The Illinois Securities Law: The Remedy Is Rescission
When most people think securities regulation, they think federal jurisdiction. After all, the early 2000s saw several corporations thrust into the national spotlight as they dealt with securities improprieties and related investigations by the Securities and Exchange Commission. However, as a disgruntled holder of a security in Illinois, you may be able to find relief closer to home under a state act known as the Illinois Securities Law of 1953.
The purpose of this so-called blue sky law (a state regulation designed to protect investors against fraudulent sales practices and activities) is to "protect innocent persons who might be induced to invest their money in speculative enterprises over which they have little control."
How Does the Act Protect Purchasers?
Among other actions, the Illinois Securities Law makes it a violation for any person to offer to sell any security except in accordance with the act, to sell securities when not registered, to make any false or misleading material statements in any reports filed under the act, to obtain money or property through the sale of securities by means of an untrue statement, and to circulate a prospectus while knowing that a material representation contained in the prospectus is untrue. In addition, Illinois' blue sky law protects sellers of securities by making it a violation to "engage in any transaction, practice or course of business in connection with the sale or purchase of securities which tends to work a fraud or deceit upon the purchaser or seller thereof"or to "employ any device, scheme or artifice to defraud in connection with a sale or purchase of any security, directly or indirectly."
How Can a Disgruntled Purchaser Obtain Relief under the Act?
Under the Illinois Securities Law, the only private remedy for a violation of the act by a disgruntled purchaser is rescission. In essence, the seller must take back the security and refund the purchaser what was originally paid for it. Therefore, a disgruntled purchaser may void the sale, at his or her election. First, however, the purchaser must provide notice of the election to void the sale within six months after he or she has knowledge that the sale is voidable (i.e., that the seller violated the Illinois Securities Law). The purchaser must give notice to each individual against whom recovery is sought, by registered or certified mail, addressed to the person to be notified at his or her last known address.
Each individual involved in the sale will be jointly and severally liable to the purchaser for the full amount paid for the security, with interest, minus any income or other amounts received by the purchaser on the security. If the purchaser no longer owns the security, he or she will be paid the difference between the cost of the security at the time of the original purchase minus the amount received when he or she subsequently sold the security.

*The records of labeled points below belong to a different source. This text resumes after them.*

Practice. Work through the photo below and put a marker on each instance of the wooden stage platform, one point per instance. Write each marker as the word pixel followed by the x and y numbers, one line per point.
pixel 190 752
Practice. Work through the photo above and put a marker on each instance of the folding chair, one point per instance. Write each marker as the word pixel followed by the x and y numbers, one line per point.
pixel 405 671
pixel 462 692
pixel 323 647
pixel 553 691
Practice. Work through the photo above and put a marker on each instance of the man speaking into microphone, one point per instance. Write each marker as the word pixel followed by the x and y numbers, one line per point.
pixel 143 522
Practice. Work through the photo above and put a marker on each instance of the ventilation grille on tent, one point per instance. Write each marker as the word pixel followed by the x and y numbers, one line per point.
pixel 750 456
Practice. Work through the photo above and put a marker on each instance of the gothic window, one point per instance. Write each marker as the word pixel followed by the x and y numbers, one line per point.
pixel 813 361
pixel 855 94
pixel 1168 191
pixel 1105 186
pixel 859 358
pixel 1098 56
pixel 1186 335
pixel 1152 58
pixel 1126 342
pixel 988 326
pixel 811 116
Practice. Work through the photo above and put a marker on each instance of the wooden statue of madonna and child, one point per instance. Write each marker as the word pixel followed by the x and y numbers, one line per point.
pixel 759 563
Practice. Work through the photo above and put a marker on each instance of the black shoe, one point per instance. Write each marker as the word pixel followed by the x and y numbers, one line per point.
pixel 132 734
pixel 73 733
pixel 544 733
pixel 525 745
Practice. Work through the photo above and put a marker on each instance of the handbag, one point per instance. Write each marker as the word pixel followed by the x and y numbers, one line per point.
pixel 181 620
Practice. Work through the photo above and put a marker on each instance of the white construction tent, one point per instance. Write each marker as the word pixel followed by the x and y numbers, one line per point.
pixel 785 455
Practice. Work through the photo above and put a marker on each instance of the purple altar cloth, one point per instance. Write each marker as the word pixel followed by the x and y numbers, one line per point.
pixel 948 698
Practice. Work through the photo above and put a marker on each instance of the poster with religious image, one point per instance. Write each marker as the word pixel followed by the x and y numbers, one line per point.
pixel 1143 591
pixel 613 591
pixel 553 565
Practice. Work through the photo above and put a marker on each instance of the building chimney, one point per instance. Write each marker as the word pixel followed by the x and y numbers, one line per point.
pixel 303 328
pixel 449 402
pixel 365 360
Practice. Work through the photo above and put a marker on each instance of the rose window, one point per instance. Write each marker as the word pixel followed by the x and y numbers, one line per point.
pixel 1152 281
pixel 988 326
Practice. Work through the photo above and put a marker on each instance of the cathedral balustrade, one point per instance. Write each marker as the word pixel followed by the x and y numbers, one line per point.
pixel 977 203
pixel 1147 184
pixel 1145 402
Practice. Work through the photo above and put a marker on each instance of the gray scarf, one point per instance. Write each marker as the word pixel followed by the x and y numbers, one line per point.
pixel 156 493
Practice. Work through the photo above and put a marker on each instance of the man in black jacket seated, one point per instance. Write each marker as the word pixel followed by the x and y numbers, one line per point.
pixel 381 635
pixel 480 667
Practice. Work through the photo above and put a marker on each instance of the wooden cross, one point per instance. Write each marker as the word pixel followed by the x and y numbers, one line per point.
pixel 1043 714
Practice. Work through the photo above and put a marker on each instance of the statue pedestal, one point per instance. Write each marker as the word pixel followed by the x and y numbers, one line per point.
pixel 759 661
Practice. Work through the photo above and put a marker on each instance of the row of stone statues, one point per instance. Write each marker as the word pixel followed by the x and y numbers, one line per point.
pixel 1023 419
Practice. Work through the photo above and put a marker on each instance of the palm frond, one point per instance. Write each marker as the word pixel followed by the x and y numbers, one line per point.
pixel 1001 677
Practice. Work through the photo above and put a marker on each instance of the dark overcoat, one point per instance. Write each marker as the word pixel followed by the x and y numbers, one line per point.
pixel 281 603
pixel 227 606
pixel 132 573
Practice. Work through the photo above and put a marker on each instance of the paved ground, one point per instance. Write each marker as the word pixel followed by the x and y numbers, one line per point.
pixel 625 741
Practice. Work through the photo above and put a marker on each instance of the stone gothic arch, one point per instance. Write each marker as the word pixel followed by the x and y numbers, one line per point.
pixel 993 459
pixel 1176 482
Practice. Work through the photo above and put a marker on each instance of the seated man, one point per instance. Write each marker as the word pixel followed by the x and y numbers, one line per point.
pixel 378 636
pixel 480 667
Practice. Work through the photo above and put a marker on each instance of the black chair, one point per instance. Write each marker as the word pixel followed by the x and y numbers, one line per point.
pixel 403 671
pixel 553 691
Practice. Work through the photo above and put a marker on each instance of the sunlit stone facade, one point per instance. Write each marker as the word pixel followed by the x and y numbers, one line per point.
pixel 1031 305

Can the Act Also Help a Disgruntled Seller?
Under Section 13(G) of Illinois' blue sky law, "a seller can conceivably seek a remedy. That section allows "any party in interest" to bring an action for prospective relief against any person who "has engaged or is about to engage in any act or practice constituting a violation" of the act. Therefore, if you are a disgruntled seller, and you are aware that a party has violated or is going to violate the Illinois Securities Law, you can ask the court to enjoin that party from violating the act in the future. However, the act does not provide disgruntled sellers with relief for harm that has already been done, only for prospective relief.